Parlak kırmızı yıllar boyunca üretilmesi zor bir renk oldu; ta ki bir gün Meksika’da esrarengiz bir boya bulununcaya dek. Böylece bir böcek ezmesi zenginlik ve statü sembolü haline geliverdi. Eski Ahit’te kırmızı, günahın rengi olarak bilinse de antik dünyanın seçkinleri zenginlik ve statünün sembolü olarak görüyordu onu. En güzel tonlarda kırmızı boya bulmak için büyük paralar harcanıyordu.
Hernan Cortes ve Güney Amerika’yı fetheden İspanyollar, bugünkü Mexico City’deki pazarlarda bu canlı renkle karşılaştı. Bu kırmızı boya, genellikle kaktüslerde yaşayan kırmız böceği adı verilen kabuklu bitin ezilmesiyle elde ediliyordu.
Kırmızı boya böylece Yeni Dünya’nın en büyük ihraç ürünlerinden biri haline gelmiş, İspanya da büyük bir ekonomik güç olma yolunda ilerlemeye başlamıştı. Kırmızı sevdası tüm Avrupa’ya yayıldı. Mexico City’deki Güzel Sanatlar Müzesi’nde düzenlenen bir sergide kırmızı boyanın, rönesanstan modernizme, sanat tarihi üzerindeki etkisinden söz ediliyor.
Yunan ve Roma medeniyetleri döneminde ve Ortaçağ Avrupası’nda zanaatkârlar ve tüccarlar doygun renkleri bulmak için uğraşıyor ve bunların sırrını korumaya çalışıyordu. Yün, ipek ve pamuk dokuma boyama loncaları sarı, yeşil ve mavi tonları elde etmek için bitki kökleri ve reçine kullanıyordu.
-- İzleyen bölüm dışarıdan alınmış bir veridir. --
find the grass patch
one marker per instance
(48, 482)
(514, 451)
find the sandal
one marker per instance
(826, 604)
Deniz minaresi salyangozu ezilip boyaya katılarak emperyal mor renk elde ediliyor, bu renk kumaşlar neredeyse ağırlıkları kadar altın pahasında oluyordu. Ama parlak kırmızı boya hala zor bulunuyordu.
Uzun yıllar boyunca Avrupa’ya kırmızı boya Osmanlı İmparatorluğu’ndan geliyordu. “Türkiye kırmızısı” olarak anılan bu renk kök boyadan elde ediliyordu. Avrupalılar da bu şekilde boya yapmayı denedi, ama pek başarılı olamadı.
Zira, ‘A Perfect Red’ kitabının yazarı Amy Butler Greenfield’a göre, Osmanlıların boya yapma süreci ayları buluyor, kökboyanın yanı sıra inek dışkısı, kokmuş zeytinyağı ve öküz kanı da kullanılıyordu.
Boya üreticileri kızılağaç, reçineli sıvı ve liken de kullanıyor, ama elde edilen renk kırmızıdan ziyade kahveye veya turuncuya çalabiliyor ve çabuk soluyordu. Kraliyet ve seçkinler için üretilen Aziz John’un Kanı ve çok eskilere dayanan Ermeni kırmızısı 16. yüzyıla kadar Avrupa’da kullanılan en canlı kırmızı boya olmuştu. Ama bunların üretimi zor ve masraflıydı.
Meksika ve Orta Amerika’da yaşayan halk ise milattan önce 2000’li yıllardan beri kırmız böceği kullanıyordu.
Yeni Dünya’da kırmız
İspanyollar Aztek imparatorluğunun merkezi olan Mexico City’ye geldiğinde kırmızı rengin hakim olduğunu gördüler.
Cortes Meksika’nın zenginliklerini anında fark etmiş, Kral 5. Charles’a bu konuda birçok mektup yazmıştı. “Biz kendi gözlerimizle görsek de bunların gerçekliğini kavrayamıyoruz” diyordu.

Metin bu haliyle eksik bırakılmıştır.